When Flavia finds Brookie Harewood, local nasty n'er do well, lurking inside one of Buckshaw's main rooms in the middle of the night, holding an antique fireplace iron, she is naturally suspicious. But does she summon help from her father? No. Once Brookie leaves, Flavia decides to solve this mystery on her own as usual. By astute observation and Flavia-like reasoning she figures out that Brookie is involved with some ugly folks in town, and that possibly they are all members of an old-time religion now mostly gone extinct. The Hobblers, as they're called, were given to arcane baptism practices. They also seem to be dealing in fake antiques - possibly copying authentic pieces and replacing them with fakes.
Just a short while later, Flavia and Porcelain discover Brookie's dead body hanging off the Poseidon statue in the dried out, neglected Buckshaw fountain. By now, Flavia is not unused to dead bodies, but this one causes even her to turn a hair or two.
Enter Inspector Hewitt who has met Flavia before and is well aware of her precocious nature and her penchant for trouble. Once more Hewitt tries, unsuccessfully, to keep Flavia out of the investigation chagrined when the young girl stumbles over clues his more experienced men have overlooked.
In this book, we are made aware of the heretofore unknown hidden fountain water-works built beneath Buckshaw (by their original owner, a distant relation of Flavia's family) complete with dungeon like atmosphere and clanking metal doors and wheels and all sorts of damp and dark apparatus. Very atmospheric.

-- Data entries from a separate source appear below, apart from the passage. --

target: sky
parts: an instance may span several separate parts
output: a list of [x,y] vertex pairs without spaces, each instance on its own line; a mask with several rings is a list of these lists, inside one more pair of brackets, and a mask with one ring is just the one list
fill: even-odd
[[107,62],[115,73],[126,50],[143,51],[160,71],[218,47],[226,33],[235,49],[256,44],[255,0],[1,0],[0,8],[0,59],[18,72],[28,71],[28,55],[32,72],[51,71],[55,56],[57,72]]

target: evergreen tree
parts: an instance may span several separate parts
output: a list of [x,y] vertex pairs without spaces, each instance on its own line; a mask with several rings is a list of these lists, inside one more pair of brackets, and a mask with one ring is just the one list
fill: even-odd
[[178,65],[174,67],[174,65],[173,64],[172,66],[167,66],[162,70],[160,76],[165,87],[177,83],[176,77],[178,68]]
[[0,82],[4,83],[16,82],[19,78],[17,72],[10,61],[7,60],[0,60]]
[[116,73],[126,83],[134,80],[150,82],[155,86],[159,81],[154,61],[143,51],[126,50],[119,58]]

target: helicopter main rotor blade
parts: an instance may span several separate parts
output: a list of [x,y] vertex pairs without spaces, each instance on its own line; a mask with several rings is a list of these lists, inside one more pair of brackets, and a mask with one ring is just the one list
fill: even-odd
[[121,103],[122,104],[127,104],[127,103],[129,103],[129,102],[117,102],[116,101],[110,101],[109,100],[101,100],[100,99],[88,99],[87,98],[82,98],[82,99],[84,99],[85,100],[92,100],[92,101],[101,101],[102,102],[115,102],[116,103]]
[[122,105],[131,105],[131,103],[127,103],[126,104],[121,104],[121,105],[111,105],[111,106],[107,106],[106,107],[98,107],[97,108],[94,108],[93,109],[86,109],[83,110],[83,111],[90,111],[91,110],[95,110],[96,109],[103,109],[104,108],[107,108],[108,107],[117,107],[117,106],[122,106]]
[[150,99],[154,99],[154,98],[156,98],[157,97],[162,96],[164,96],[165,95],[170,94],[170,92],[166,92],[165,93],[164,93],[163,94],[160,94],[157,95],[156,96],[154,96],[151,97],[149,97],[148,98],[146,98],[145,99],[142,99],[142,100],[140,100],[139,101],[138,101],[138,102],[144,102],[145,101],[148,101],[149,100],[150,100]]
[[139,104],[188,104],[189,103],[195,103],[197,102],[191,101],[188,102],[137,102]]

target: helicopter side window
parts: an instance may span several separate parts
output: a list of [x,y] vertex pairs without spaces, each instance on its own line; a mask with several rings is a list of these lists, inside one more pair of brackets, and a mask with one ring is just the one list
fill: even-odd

Near the end we find ourselves along with Flavia down in these dungeon-depths wishing she'd be a little more cautious, hoping against hope she'd tamp down her zest for solitary adventure.
But, as usual, Flavia escapes harm and solves the mystery. With a great deal of mental and physical dexterity, she puts two and two together and comes up with the right answer, managing for a moment, to impress even her distant father. Though she seems well aware that it's only a momentary respite and that her sisters will soon be up to old tricks soon as the adults' backs are all turned.
Invisibility was nothing new to me. It was an art I had been forced to learn from the day I took my first step.
Visible and invisible: the trick of being present and absent at the same time.
Another impressive entry in this series by a writer whose inventive mind knows no bounds and whose writing talent keeps shining brightly. I do, most heartily, recommend that you make the acquaintance of Flavia de Luce. Sooner, rather than later.